OddThinking

A blog for odd things and odd thoughts.

Self-Scaling Log Files

I present another half-formed idea for your consideration and hopeful implementation….

So, I am debugging some software (mine? 3rd party? whatever) and I need more information, so I decrease the logging threshold, so more messages will be written to the log file.

Eventually, I turn that off again, because the problem seems to be finally is fixed, and hasn’t recurred for several days or weeks (or 6 runs) so there is no point wasting time and disk-space with pointless information.

Who am I kidding? I never turn it off. Why would I go back and touch a working piece of software weeks later? Especially if it involves taking down a service that people are depending on!

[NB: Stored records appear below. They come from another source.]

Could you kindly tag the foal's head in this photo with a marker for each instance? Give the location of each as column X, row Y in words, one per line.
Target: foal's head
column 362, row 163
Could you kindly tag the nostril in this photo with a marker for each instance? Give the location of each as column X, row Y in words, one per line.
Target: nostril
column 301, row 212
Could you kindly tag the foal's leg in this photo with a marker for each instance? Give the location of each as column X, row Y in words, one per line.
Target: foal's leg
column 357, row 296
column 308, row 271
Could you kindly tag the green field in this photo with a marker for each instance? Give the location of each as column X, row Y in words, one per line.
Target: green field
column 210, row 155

So my half-formed idea, for someone else to run with, is an option for log files which scales back the logging over time.

It could use the age since the software was built, or the sourcefiles were edited, or the config files were changed, whatever. If no-one is tinkering with the system, save the effort of logging.

That’s as far as I have got. I’ve got to go now. There are a whole lot of pieces of old software I need to update to cut back on their logging.


Comments

  1. Concurrency issues aside (because I assume you can find a trivial way around them), could you not have the logging threshold in a config file, and have the program read the config every X minutes?

    Generally my logging thresholds are command line options, but I don’t really know why I do this. Just force of habit I guess.

  2. Since you’ve said you don’t want to have to restart the app – can you split different types of logging to differently named log files?

    This makes it annoying for analysis, but means you can specify the rules for deleting it differently – so when you’re happy the problem is fixed, just delete the debug level data more often than the other data.

    On linux – see logrotate.d

  3. The quick and dirty solution is to split the logs into two sets of files (e.g. trace and error logs), rotate them every X MB and/or each day/week/month, and to delete the oldest of each set when they get too large.

    As a developer, I’d much rather you left the logging on max the whole time, and that the logger kept a detailed log for me and a (much shorter) error log for you. If there’s an error, the app (automatically?) tells me, or gets you to tell me about it, and I get the detailed log at the same time.

    If only there was a good way of determining how much context you or I am going to need for this. If errors are rare, and you want them fixed every time they happen, then the error log will never need to be truncated, or it can always be truncated to just the most recent error, but most of that debug log is going to be irrelevant to us both…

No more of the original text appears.